We return to our performance on the hit-rate
measure as an indicator of how well our model performs in the context of how real humans would interact with it. On average, our k-Means and Naive Bayes models were able to correctly predict 2 “withheld” songs out of our top 10 predictions for a given calibration playlist. Anecdotally, this is on par with our team members’ experiences with the recommendation engine built in to the Spotify application: for every 10 songs recommended, about 2 actually fit the mood of the current playlist. That said, because our models were not tested by humans, we weren’t able to consider a key performance indicator: whether the recommended tracks are a better fit for the calibration playlist than the songs which were withheld at random for scoring purposes.

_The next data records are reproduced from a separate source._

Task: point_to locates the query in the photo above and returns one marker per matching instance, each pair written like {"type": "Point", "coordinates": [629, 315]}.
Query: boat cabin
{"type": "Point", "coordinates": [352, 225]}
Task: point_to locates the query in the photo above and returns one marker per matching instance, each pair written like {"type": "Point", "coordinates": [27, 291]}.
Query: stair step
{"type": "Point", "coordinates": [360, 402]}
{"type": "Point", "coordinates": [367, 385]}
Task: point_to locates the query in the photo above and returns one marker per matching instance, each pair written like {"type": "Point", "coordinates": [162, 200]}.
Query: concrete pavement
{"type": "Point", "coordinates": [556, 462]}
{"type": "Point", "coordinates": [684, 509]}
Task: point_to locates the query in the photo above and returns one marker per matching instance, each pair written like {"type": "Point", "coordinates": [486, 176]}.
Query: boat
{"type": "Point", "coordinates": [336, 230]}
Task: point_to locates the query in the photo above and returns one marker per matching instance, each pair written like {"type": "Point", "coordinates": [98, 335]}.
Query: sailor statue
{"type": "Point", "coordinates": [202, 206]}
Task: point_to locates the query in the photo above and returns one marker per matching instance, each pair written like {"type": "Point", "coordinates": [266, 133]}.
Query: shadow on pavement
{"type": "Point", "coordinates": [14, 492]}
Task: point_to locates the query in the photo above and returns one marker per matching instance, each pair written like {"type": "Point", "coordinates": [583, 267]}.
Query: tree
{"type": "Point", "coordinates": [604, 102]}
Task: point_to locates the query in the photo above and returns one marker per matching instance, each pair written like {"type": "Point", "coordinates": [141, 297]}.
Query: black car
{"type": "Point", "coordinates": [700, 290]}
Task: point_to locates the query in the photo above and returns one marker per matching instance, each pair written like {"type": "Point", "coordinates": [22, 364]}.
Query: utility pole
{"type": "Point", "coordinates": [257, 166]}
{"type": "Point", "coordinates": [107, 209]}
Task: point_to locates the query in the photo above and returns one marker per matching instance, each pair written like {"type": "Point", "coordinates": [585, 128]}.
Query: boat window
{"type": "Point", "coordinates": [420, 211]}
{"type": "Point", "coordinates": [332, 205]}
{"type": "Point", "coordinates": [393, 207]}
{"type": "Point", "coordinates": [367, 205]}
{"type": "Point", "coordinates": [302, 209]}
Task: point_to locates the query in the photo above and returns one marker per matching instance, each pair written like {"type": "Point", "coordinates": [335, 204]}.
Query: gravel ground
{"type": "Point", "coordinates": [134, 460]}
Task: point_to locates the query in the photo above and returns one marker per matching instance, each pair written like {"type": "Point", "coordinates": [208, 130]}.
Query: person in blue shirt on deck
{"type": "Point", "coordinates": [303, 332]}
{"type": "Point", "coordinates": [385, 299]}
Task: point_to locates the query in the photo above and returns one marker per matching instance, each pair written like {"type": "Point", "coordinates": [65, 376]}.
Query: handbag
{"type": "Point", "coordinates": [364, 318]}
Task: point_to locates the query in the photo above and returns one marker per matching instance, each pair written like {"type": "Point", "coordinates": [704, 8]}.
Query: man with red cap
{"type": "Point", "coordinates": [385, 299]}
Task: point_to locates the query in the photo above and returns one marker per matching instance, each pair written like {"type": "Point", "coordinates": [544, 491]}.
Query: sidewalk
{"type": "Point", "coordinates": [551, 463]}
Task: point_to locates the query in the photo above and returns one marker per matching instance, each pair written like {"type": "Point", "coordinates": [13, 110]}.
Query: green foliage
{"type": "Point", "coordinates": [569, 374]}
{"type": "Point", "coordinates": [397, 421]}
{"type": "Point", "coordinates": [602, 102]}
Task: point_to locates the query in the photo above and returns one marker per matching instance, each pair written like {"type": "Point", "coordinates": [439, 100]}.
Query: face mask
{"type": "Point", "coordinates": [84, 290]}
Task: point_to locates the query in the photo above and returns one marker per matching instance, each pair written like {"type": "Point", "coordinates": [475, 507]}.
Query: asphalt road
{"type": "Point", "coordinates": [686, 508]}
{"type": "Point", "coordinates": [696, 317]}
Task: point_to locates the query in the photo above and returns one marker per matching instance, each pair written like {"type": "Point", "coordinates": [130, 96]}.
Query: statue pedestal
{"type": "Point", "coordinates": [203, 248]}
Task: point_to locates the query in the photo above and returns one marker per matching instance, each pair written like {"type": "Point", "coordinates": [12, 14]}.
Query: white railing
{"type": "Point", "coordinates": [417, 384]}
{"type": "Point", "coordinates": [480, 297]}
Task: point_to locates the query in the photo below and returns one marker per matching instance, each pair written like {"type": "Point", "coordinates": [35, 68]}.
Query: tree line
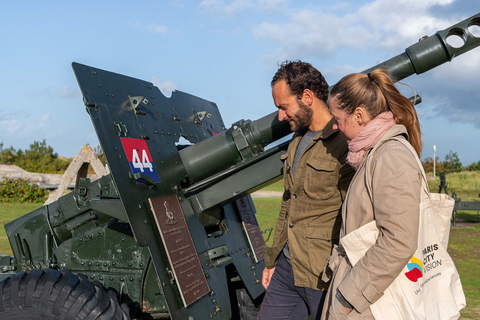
{"type": "Point", "coordinates": [451, 163]}
{"type": "Point", "coordinates": [40, 158]}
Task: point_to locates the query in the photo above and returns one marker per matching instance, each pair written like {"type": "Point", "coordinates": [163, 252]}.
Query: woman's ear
{"type": "Point", "coordinates": [307, 97]}
{"type": "Point", "coordinates": [361, 116]}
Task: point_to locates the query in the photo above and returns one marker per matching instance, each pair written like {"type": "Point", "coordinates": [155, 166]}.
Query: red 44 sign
{"type": "Point", "coordinates": [139, 157]}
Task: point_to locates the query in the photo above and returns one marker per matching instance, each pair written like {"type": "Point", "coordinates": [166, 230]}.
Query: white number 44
{"type": "Point", "coordinates": [145, 163]}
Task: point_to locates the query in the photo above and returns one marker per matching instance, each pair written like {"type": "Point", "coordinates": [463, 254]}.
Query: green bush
{"type": "Point", "coordinates": [19, 190]}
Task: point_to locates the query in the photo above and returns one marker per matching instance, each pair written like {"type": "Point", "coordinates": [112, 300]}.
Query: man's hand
{"type": "Point", "coordinates": [266, 276]}
{"type": "Point", "coordinates": [347, 310]}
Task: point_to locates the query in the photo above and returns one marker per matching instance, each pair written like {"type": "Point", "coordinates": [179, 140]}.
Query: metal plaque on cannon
{"type": "Point", "coordinates": [180, 249]}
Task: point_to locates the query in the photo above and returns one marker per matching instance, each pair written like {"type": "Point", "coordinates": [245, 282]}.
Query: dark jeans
{"type": "Point", "coordinates": [283, 300]}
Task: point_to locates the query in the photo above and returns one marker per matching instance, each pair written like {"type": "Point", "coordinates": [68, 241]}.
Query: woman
{"type": "Point", "coordinates": [370, 111]}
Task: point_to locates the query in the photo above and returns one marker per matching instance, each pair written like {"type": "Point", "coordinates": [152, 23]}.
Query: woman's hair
{"type": "Point", "coordinates": [377, 93]}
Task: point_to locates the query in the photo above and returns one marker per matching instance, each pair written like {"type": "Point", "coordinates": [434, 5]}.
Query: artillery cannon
{"type": "Point", "coordinates": [171, 231]}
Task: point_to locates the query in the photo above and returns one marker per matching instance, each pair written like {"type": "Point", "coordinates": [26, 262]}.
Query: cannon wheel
{"type": "Point", "coordinates": [243, 306]}
{"type": "Point", "coordinates": [52, 294]}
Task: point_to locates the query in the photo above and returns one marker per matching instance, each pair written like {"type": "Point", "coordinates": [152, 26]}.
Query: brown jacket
{"type": "Point", "coordinates": [310, 213]}
{"type": "Point", "coordinates": [396, 185]}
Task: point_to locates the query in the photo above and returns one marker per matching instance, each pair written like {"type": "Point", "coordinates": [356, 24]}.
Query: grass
{"type": "Point", "coordinates": [463, 247]}
{"type": "Point", "coordinates": [464, 244]}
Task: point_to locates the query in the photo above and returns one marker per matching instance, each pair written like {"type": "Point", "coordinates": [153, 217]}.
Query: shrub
{"type": "Point", "coordinates": [20, 190]}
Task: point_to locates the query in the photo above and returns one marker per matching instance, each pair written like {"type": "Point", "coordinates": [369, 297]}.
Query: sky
{"type": "Point", "coordinates": [225, 51]}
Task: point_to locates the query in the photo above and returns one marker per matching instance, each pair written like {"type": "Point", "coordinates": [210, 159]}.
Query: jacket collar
{"type": "Point", "coordinates": [396, 130]}
{"type": "Point", "coordinates": [327, 131]}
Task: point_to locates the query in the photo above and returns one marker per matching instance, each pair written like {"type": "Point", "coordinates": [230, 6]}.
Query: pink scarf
{"type": "Point", "coordinates": [367, 137]}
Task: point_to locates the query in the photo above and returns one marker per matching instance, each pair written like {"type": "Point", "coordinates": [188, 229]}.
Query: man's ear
{"type": "Point", "coordinates": [307, 97]}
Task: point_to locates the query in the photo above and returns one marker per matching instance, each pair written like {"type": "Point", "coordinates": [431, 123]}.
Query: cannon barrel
{"type": "Point", "coordinates": [243, 140]}
{"type": "Point", "coordinates": [430, 52]}
{"type": "Point", "coordinates": [246, 138]}
{"type": "Point", "coordinates": [173, 232]}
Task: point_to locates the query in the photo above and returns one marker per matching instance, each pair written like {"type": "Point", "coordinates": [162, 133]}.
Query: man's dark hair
{"type": "Point", "coordinates": [300, 76]}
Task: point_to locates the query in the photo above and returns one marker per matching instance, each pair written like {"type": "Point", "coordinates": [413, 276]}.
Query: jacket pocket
{"type": "Point", "coordinates": [320, 242]}
{"type": "Point", "coordinates": [321, 178]}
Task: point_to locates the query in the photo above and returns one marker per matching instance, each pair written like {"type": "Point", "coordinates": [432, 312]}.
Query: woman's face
{"type": "Point", "coordinates": [346, 123]}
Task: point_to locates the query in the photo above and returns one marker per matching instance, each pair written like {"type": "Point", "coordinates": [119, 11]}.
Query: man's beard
{"type": "Point", "coordinates": [302, 119]}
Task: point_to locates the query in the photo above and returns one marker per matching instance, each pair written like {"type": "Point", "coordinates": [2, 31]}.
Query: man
{"type": "Point", "coordinates": [316, 179]}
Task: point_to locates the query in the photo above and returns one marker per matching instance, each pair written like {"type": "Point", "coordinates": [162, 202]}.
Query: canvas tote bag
{"type": "Point", "coordinates": [429, 286]}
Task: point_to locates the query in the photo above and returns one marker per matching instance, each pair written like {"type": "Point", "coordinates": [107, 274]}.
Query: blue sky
{"type": "Point", "coordinates": [225, 51]}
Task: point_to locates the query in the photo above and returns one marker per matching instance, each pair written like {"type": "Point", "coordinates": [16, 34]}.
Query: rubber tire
{"type": "Point", "coordinates": [51, 294]}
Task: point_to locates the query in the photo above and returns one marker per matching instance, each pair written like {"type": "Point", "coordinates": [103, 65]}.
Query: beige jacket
{"type": "Point", "coordinates": [396, 183]}
{"type": "Point", "coordinates": [311, 205]}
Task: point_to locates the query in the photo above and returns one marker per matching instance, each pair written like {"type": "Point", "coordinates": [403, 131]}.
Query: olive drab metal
{"type": "Point", "coordinates": [171, 231]}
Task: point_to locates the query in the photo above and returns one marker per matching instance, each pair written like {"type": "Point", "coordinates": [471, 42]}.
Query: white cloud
{"type": "Point", "coordinates": [166, 87]}
{"type": "Point", "coordinates": [315, 33]}
{"type": "Point", "coordinates": [68, 93]}
{"type": "Point", "coordinates": [273, 5]}
{"type": "Point", "coordinates": [22, 124]}
{"type": "Point", "coordinates": [321, 31]}
{"type": "Point", "coordinates": [225, 7]}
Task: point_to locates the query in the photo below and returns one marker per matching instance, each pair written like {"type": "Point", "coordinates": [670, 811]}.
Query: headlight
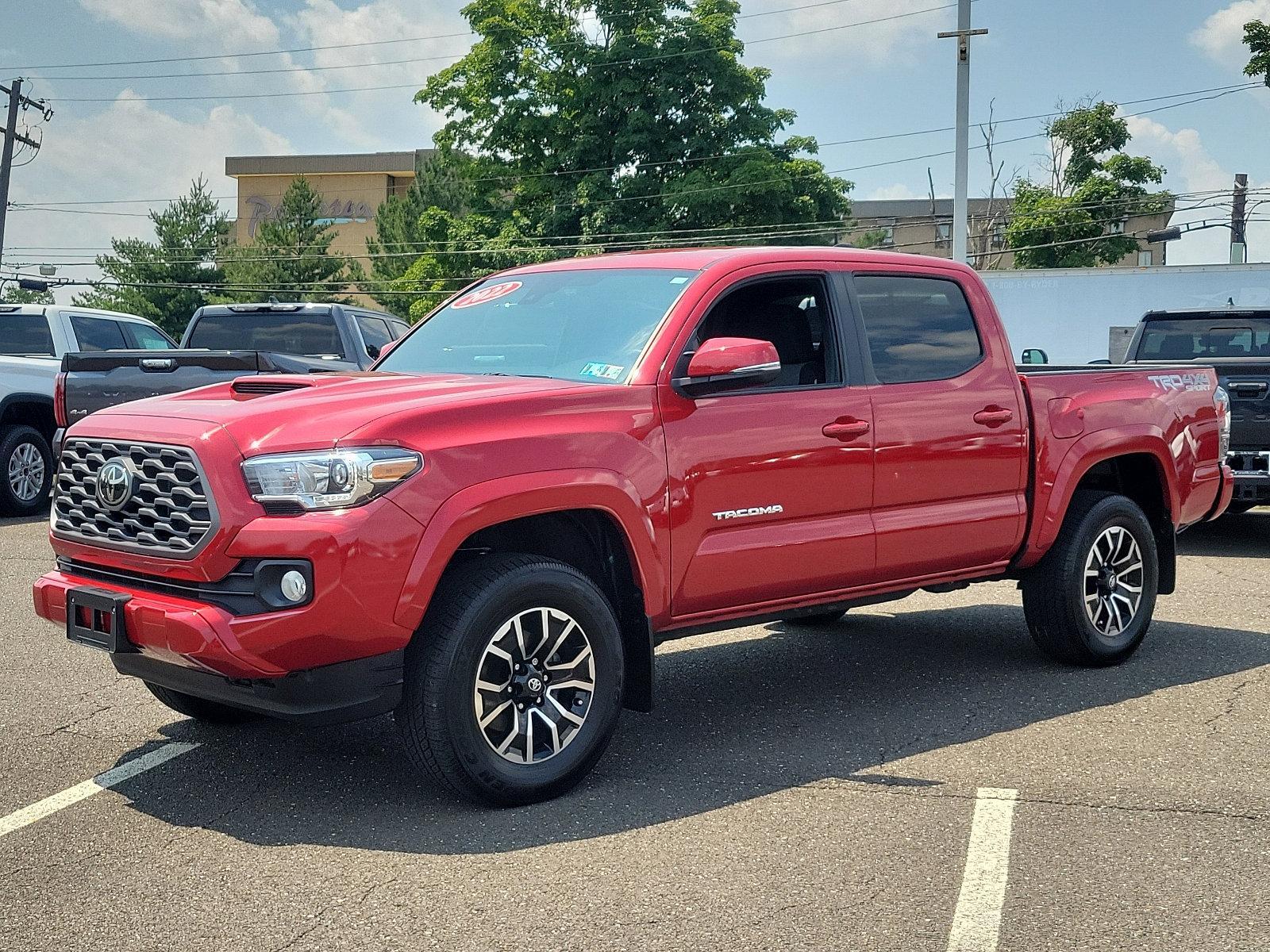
{"type": "Point", "coordinates": [333, 479]}
{"type": "Point", "coordinates": [1223, 422]}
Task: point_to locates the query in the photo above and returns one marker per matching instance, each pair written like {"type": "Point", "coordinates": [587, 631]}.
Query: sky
{"type": "Point", "coordinates": [122, 133]}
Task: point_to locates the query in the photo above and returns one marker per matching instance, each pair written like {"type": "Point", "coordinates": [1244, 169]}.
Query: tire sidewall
{"type": "Point", "coordinates": [533, 587]}
{"type": "Point", "coordinates": [1103, 516]}
{"type": "Point", "coordinates": [10, 443]}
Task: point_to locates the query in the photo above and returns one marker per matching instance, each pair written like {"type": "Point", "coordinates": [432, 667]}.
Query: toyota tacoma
{"type": "Point", "coordinates": [567, 463]}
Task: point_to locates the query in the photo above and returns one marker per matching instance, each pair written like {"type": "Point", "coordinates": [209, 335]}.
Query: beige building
{"type": "Point", "coordinates": [922, 226]}
{"type": "Point", "coordinates": [352, 188]}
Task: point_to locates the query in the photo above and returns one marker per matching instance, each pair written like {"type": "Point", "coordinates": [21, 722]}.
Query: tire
{"type": "Point", "coordinates": [818, 620]}
{"type": "Point", "coordinates": [25, 471]}
{"type": "Point", "coordinates": [474, 611]}
{"type": "Point", "coordinates": [1057, 590]}
{"type": "Point", "coordinates": [200, 708]}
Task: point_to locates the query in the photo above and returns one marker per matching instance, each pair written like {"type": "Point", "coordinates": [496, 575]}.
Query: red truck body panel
{"type": "Point", "coordinates": [949, 480]}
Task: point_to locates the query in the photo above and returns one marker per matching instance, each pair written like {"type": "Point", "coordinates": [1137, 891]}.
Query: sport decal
{"type": "Point", "coordinates": [483, 296]}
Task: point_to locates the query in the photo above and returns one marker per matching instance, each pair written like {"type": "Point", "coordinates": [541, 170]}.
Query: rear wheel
{"type": "Point", "coordinates": [514, 682]}
{"type": "Point", "coordinates": [25, 471]}
{"type": "Point", "coordinates": [1091, 598]}
{"type": "Point", "coordinates": [200, 708]}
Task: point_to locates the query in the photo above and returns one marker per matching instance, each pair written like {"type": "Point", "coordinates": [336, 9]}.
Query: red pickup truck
{"type": "Point", "coordinates": [571, 463]}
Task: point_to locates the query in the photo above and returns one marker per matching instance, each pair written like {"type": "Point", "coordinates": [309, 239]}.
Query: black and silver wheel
{"type": "Point", "coordinates": [1091, 598]}
{"type": "Point", "coordinates": [25, 471]}
{"type": "Point", "coordinates": [514, 683]}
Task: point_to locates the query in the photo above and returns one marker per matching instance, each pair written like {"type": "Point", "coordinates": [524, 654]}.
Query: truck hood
{"type": "Point", "coordinates": [283, 413]}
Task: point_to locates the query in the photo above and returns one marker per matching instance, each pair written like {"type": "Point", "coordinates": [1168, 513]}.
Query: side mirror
{"type": "Point", "coordinates": [729, 363]}
{"type": "Point", "coordinates": [1034, 355]}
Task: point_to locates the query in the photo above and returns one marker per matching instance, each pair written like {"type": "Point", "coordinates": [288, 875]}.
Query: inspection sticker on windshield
{"type": "Point", "coordinates": [603, 371]}
{"type": "Point", "coordinates": [483, 296]}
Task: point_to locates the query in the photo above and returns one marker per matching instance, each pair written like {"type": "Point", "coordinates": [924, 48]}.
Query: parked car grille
{"type": "Point", "coordinates": [164, 509]}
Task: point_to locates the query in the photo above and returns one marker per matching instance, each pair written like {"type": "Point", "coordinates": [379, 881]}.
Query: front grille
{"type": "Point", "coordinates": [168, 511]}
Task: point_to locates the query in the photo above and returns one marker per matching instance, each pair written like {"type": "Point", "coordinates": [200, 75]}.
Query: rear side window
{"type": "Point", "coordinates": [375, 333]}
{"type": "Point", "coordinates": [98, 333]}
{"type": "Point", "coordinates": [143, 336]}
{"type": "Point", "coordinates": [279, 332]}
{"type": "Point", "coordinates": [25, 336]}
{"type": "Point", "coordinates": [918, 329]}
{"type": "Point", "coordinates": [1191, 340]}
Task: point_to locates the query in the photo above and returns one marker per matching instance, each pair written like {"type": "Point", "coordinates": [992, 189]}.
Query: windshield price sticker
{"type": "Point", "coordinates": [483, 296]}
{"type": "Point", "coordinates": [603, 371]}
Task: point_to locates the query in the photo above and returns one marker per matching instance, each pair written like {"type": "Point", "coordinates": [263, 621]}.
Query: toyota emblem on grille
{"type": "Point", "coordinates": [114, 484]}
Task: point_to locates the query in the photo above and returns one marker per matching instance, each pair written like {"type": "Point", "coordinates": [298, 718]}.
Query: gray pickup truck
{"type": "Point", "coordinates": [1236, 342]}
{"type": "Point", "coordinates": [33, 338]}
{"type": "Point", "coordinates": [224, 342]}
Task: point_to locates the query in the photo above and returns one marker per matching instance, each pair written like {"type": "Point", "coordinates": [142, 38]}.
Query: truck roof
{"type": "Point", "coordinates": [702, 258]}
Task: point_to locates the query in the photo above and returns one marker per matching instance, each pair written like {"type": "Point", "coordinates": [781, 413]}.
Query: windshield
{"type": "Point", "coordinates": [302, 333]}
{"type": "Point", "coordinates": [586, 325]}
{"type": "Point", "coordinates": [1197, 340]}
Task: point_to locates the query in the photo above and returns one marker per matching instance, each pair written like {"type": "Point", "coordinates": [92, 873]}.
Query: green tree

Outside of the Spotify playlist recommendation use case, we wonder if we may extend these same approaches to another task that benefits are community. Could we, for example, predict courses a student may like based on their course reviews and others’ course reviews, as well as the student’s concentration and other courses in their Crimson Cart? Or could these methods be applied to identify post-operative patients who may be at risk for opiod addiction, and flag them to their medical care team for a proactive, opt-in intervention? These are highly adaptable, powerful methods, with the ability to make significant impacts in decisions that enhance human experiences, big and small.